Reply To: Slavery and Austrian Economics

#17522
jmherbener
Participant

Every exchange of present money for future money commands the pure rate of interest. Whether its a consumer loan, the a corporate bond, or the buying of inputs to produce outputs.

An entrepreneur’s Net Income, which is the difference between the cost of buying his inputs and the revenue from selling his outputs includes (but is not limited to) a rate of return that conforms to the rate of interest. The capitalist earns the same rate of interest for lending his present money regardless of what use the borrower has for the funds, e.g., buy a house, build a factory, purchase inputs. This is no different than a steel producer who gets the same price for steel regardless of the use the buyer has for it, e.g., building a building, making a car, producing precision medical instruments. Now there are different prices for different types and qualities of steel, but each unit of a particular type that has a particular quality sells for the same price. Likewise, each unit of present money for the same maturity and same uncertainty (e.g., the uncertainty concerning the likelihood of the payoff) will receive the same rate of interest.

Suppose the production of cotton in America in 1830 is in a maturity and uncertainty class of investments that earns a rate of return of 7%. Also, different land areas (e.g., Louisiana, South Carolina) and different organizational structures (e.g., large plantations with slaves, small farms without slaves) have different physical productivity. If one alternative earned 10% and another 5%, then capitalists would shift their investment funds to the 10% return alternatives and out of the 5% return alternatives. By doing so, they would push up the prices of inputs (in particular, land) in the higher return areas and push down the prices of inputs in the lower return areas.
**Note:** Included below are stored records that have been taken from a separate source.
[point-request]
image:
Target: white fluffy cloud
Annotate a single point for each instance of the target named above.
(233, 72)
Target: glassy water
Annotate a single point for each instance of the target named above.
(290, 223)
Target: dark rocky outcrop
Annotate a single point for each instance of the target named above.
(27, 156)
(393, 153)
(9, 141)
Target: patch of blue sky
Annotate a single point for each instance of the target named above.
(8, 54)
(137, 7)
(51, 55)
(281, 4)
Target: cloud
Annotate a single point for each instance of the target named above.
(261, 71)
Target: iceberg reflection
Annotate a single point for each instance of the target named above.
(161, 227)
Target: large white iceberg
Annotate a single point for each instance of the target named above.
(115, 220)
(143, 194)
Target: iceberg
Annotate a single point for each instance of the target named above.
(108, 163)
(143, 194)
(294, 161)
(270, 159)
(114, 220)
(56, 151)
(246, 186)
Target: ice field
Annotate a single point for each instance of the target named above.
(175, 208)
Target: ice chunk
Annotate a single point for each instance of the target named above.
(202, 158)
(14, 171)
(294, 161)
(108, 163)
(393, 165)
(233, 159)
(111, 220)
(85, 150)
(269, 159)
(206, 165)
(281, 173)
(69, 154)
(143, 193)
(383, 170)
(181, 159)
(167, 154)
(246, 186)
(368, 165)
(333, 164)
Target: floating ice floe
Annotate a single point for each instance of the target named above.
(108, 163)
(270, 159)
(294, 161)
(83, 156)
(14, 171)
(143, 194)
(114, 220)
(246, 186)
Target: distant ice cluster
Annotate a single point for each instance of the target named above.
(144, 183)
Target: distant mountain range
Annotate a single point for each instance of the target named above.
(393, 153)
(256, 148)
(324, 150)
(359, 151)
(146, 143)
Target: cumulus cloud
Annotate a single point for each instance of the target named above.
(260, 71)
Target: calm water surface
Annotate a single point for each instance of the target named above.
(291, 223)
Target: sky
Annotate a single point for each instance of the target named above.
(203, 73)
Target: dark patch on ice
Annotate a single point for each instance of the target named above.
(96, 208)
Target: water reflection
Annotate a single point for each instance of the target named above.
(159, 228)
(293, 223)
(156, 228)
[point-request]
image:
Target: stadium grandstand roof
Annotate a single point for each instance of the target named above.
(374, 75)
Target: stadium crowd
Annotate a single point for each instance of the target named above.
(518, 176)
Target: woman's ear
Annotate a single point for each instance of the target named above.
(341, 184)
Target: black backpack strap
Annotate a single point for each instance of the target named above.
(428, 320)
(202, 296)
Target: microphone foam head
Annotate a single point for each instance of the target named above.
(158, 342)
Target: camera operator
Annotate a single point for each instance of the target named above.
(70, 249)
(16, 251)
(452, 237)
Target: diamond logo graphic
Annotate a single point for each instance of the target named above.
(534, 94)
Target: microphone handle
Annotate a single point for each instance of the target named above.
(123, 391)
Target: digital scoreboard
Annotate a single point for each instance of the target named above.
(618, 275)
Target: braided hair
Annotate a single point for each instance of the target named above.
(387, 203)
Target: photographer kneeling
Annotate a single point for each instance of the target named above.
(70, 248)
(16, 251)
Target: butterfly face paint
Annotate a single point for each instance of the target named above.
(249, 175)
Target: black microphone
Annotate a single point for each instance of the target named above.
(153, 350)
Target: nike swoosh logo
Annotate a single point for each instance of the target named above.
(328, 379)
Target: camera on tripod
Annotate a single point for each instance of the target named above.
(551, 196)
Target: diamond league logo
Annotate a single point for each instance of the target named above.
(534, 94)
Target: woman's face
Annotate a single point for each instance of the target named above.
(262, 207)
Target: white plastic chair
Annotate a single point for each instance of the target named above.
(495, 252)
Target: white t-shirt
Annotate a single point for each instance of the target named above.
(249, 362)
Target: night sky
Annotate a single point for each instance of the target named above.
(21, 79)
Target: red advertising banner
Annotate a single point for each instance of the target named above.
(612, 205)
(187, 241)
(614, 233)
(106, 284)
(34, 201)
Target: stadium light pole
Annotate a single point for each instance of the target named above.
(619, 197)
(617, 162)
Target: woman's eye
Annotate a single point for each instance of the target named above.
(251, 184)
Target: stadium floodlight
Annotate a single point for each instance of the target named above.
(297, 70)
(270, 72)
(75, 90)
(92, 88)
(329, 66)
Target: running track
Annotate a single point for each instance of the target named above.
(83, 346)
They would continue to shift their investments until the rate of return was a uniform 7% of all investments in that class.
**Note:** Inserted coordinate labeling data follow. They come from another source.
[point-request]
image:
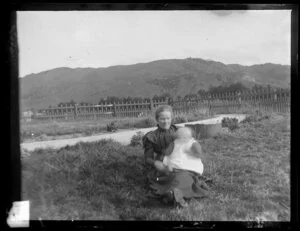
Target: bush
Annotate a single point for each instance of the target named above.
(146, 123)
(255, 118)
(231, 123)
(180, 119)
(137, 139)
(113, 126)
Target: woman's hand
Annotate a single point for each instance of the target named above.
(160, 166)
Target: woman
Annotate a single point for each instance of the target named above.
(173, 186)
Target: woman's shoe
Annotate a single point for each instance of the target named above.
(179, 198)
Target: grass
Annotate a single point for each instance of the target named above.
(106, 180)
(47, 130)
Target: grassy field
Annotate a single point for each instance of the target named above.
(106, 181)
(49, 130)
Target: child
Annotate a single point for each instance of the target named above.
(184, 153)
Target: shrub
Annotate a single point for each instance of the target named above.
(146, 123)
(231, 123)
(137, 139)
(113, 126)
(180, 119)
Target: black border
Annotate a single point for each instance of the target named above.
(11, 76)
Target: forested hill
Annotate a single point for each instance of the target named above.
(174, 76)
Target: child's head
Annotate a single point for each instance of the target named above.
(184, 133)
(163, 116)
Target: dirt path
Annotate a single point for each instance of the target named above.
(123, 137)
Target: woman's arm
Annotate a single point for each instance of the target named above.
(196, 150)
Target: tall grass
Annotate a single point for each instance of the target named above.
(106, 180)
(45, 130)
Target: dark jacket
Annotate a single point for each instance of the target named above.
(156, 142)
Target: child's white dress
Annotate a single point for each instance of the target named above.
(180, 159)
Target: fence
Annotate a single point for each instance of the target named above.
(231, 102)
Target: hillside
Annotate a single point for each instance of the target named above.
(174, 76)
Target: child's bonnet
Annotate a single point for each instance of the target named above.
(181, 159)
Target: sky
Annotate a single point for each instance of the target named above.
(52, 39)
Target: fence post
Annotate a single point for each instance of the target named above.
(114, 109)
(151, 104)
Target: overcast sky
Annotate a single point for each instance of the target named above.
(52, 39)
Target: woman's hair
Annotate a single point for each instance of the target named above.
(162, 108)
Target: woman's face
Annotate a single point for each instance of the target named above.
(165, 119)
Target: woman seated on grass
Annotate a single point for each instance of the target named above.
(178, 184)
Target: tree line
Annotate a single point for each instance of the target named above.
(236, 87)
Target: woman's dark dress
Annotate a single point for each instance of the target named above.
(189, 183)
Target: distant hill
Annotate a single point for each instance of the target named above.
(174, 76)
But just as credit card interest rates are permanently above mortgage rates, the rate of return on some investments in production will be higher than the rate of return on other investments. This occurs because investors do not find it advantageous to arbitrage across this difference. They don’t find it advantageous because there are different classes of investments, some with investments have longer time horizons and greater uncertainty than others.